Denn inzwischen haben Wissenschaftlerinnen und Wissenschaftler der Universität Wien und des Norwegischen Instituts für Luftforschung (NILU) eine Technik der Computermodellierung entwickelt, die es erlaubt, den atmosphärischen Transport von historischen Emissionen bis zur Quelle zurückzuverfolgen. „Rückwärtsrechnungen mit unserem Transportmodell von den Eisbohrkernen zeigten, dass die Russ-Ablagerungen auf der antarktischen Halbinsel bei gleichzeitigem Fehlen solcher Ablagerungen in der Ostantarktis nur mit Russ-Emissionen in Patagonien, Tasmanien und Neuseeland erklärbar sind“, sagt Andreas Stohl. Der Meteorologe von der Universität Wien weiter: „Weiter nördlich gelegene Gegenden in Afrika, Australien oder etwa der Amazonas-Region konnten wir als Quellregion ausschliessen, da diese in der Ostantarktis einen ähnlichen Anstieg der Russ-Deposition verursacht hätten wie auf der antarktischen Halbinsel.“
Mittels Analysen von Ablagerungen in Seen gelang es den Forschenden, die Russ-Quelle weiter einzugrenzen: Nur in Neuseeland zeigte sich ein Anstieg von Holzkohle-Ablagerungen vor 700 Jahren. Somit ist klar: Es ist kein Zufall, dass die Ankunft der Moari in Neuseeland zeitlich mit dem Anstieg der Russ-Konzentrationen auf der antarktischen Halbinsel zusammenfallen. Zwischen Neuseeland und der antarktischen Halbinsel liegen ungefähr 6000 Kilometer.
Die Studie zeigt, dass die häufig geäusserte Annahme falsch ist, der Mensch habe in vorindustriellen Zeiten die Erdatmosphäre nicht verändert. „Selbst die entlegensten Teile der Erde waren in vorindustriellen Zeiten nicht unbedingt unberührt“, sagt McConnell.

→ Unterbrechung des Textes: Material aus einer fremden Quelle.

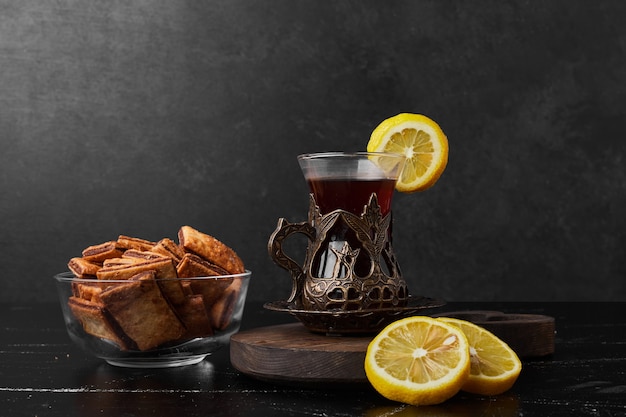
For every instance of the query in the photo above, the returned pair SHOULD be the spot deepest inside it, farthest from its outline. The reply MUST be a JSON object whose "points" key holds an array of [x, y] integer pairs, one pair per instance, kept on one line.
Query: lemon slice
{"points": [[423, 143], [494, 365], [418, 360]]}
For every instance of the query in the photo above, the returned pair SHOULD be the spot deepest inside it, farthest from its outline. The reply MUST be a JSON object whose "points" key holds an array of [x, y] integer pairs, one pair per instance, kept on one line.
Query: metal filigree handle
{"points": [[284, 229]]}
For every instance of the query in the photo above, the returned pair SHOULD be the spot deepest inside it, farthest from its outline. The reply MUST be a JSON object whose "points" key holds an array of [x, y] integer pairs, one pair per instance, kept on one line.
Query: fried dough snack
{"points": [[150, 310]]}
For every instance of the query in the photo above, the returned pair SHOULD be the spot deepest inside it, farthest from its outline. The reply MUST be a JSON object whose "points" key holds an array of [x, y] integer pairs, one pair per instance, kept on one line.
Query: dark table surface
{"points": [[43, 374]]}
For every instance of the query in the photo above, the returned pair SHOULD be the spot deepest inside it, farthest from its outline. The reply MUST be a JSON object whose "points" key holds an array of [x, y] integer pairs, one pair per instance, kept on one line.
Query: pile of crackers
{"points": [[149, 308]]}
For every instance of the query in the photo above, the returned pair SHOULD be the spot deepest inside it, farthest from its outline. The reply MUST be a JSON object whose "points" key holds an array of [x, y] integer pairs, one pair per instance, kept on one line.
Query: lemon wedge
{"points": [[421, 141]]}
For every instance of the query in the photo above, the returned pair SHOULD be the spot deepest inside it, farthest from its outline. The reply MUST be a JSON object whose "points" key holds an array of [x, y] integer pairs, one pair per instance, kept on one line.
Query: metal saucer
{"points": [[351, 322]]}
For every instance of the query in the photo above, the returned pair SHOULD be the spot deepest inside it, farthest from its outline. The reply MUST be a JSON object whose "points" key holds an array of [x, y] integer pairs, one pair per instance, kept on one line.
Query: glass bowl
{"points": [[140, 324]]}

Die Studie ist aber auch noch in anderer Hinsicht bedeutsam: Sie verringert die wissenschaftliche Unsicherheit, wann die Maori in Neuseeland eintrafen. Durch die Eiskernmessung kann der Beginn der grossflächigen Verbrennungen in Neuseeland auf 1297 datiert werden, mit einem Unsicherheitsrahmen von lediglich 30 Jahren.